Peach and Plum Habanero Salsa Recipe - Cooking Index
2 cups | 292g / 10oz | Unpeeled fresh peaches - diced plus 1 cup peeled peaches cut in 1/4" dice |
1/4 cup | 15g / 0.5oz | Minced onion |
1 | Fresh or dried habanero - skin and seeds removed | |
1 cup | 237ml | Water |
1 tablespoon | 15ml | Minced cilantro leaves |
1 tablespoon | 15ml | Fresh lime juice |
2 tablespoons | 30ml | Sugar |
1 cup | 237ml | Ripe black plums cut in 1/4 inch dice |
1/2 cup | 118ml | Green bell pepper cut in 1/4 inch dice |
Place the 2 c of unpeeled peaches, onion, hab, and chicken stock in a small saucepan and simmer for 10 minutes. Pour into a blender or food processor and puree.

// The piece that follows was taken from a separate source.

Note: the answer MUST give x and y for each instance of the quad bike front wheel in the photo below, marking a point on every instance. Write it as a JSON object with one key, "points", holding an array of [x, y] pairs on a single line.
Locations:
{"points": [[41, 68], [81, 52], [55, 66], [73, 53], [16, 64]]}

Cool and add the cilantro, lime juice, sugar, the 1 c diced peeled peaches, plums, and green peppers.
This is best if allowed to sit overnight and keeps for 4 or 5 days. Serve cold with grilled chicken breast, grilled lamb chops, yellow-fin tuna steaks, swordfish, or roasted duckling.